A critical cellular signaling pathway utilized in the WE is the Akt/PI3K cascade. Akt (protein kinase B) promotes glucose transporter (GLUT) activity and activates glycolytic enzymes. cMYC also activates enzymes of glycolysis, favors expression of PKM2 M2, and increases glutamine transporter, although it increases GLS2 expression to support GSH synthesis, which is more typical of quiescent cells (Cairns et al. 2011; Dang 2010). mTOR (mammalian target of rapimycyin) increases the surface expression of GLUTs and activates HIF1, and is itself activated by Akt/PI3K (DeBerardinis 2008). P53 antagonizes the WE by stimulating TCA cycle activity, reducing expression of GLUTs, inhibiting PGAM activity, and decreasing glycolytic flux via stimulation of TIGAR (aka C12orf5 (chromosome 12, open reading frame 5)) expression (Maddocks and Vousden 2011; Vousden and Ryan 2009).

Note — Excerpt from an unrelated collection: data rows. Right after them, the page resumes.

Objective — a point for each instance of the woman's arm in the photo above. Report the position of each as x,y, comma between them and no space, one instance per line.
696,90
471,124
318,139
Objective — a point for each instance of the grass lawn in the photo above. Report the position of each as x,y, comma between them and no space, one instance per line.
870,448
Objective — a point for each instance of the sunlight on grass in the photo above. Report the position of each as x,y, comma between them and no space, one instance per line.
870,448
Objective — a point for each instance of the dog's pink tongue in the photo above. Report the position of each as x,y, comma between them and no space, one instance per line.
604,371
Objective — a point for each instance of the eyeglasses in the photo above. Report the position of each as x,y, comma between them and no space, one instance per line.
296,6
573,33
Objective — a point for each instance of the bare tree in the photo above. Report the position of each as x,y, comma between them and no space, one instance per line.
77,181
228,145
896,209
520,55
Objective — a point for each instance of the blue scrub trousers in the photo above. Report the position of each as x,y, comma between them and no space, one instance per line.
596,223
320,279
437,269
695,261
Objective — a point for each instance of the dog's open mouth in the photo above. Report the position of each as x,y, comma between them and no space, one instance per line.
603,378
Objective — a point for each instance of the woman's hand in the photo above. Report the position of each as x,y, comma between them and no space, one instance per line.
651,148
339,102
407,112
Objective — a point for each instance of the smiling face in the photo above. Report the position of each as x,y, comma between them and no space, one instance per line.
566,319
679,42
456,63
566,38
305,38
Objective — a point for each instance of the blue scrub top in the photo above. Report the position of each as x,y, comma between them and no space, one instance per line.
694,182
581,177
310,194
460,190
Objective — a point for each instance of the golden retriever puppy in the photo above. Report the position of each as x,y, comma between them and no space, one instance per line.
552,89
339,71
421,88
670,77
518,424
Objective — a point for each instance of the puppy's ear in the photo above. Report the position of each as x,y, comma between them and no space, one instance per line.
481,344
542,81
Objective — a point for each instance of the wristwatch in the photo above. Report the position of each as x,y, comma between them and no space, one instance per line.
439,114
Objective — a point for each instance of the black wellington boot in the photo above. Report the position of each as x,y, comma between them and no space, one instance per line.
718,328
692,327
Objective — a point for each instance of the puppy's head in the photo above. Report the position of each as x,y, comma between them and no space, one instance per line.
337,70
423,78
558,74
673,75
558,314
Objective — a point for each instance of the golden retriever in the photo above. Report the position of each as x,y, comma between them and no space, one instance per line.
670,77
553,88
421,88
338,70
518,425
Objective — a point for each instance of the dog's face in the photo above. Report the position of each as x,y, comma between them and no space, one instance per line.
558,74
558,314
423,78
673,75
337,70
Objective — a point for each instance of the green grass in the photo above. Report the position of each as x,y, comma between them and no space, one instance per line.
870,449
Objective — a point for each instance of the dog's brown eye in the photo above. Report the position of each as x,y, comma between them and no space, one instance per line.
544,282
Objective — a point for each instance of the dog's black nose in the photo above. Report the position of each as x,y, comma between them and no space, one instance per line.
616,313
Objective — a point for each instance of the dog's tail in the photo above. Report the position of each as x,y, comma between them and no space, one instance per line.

Embryos and The Warburg Effect

Although proliferating cells utilize the WE, the control of glucose metabolism is more complex than was previously appreciated (rather than simply lactate production) underlying the final metabolic result that ultimately contributes to biomass synthesis. Embryos, as proliferating cells, have some aspects of the WE in common with cancer cells. Yet, there are important differences between these two types of proliferating cells that require metabolic modifications. Both cell types require the biosynthesis of nucleic acids for cell proliferation, although the embryo requires less lipid and protein than cancer cells because, at the preimplantation stages, there is no true cell growth. Thus, mechanisms critical to fatty acid and amino acid synthesis in cancer cells may play a reduced role in embryos, although mechanisms relevant to R5P and NADPH production for nucleotide synthesis and redox control, respectively, may be quite similar. We propose that embryos do utilize aerobic glycolysis to generate glycolytic intermediates for R5P and NADPH production, as well as glutaminolysis for NADPH generation. Pyruvate may be converted to lactate to maintain NAD+ levels that support elevated glycolysis. The TCA cycle and oxphos are still active and functional, relying on fatty acid oxidation (FAO) to generate ATP as well as to replenish cycle intermediates. This model represents a completely new understanding of embryo metabolism in the context of a broad, interconnected network of metabolic mechanisms that influence viability, versus the current dogma of carbohydrate metabolism via oxidative phosphorylation.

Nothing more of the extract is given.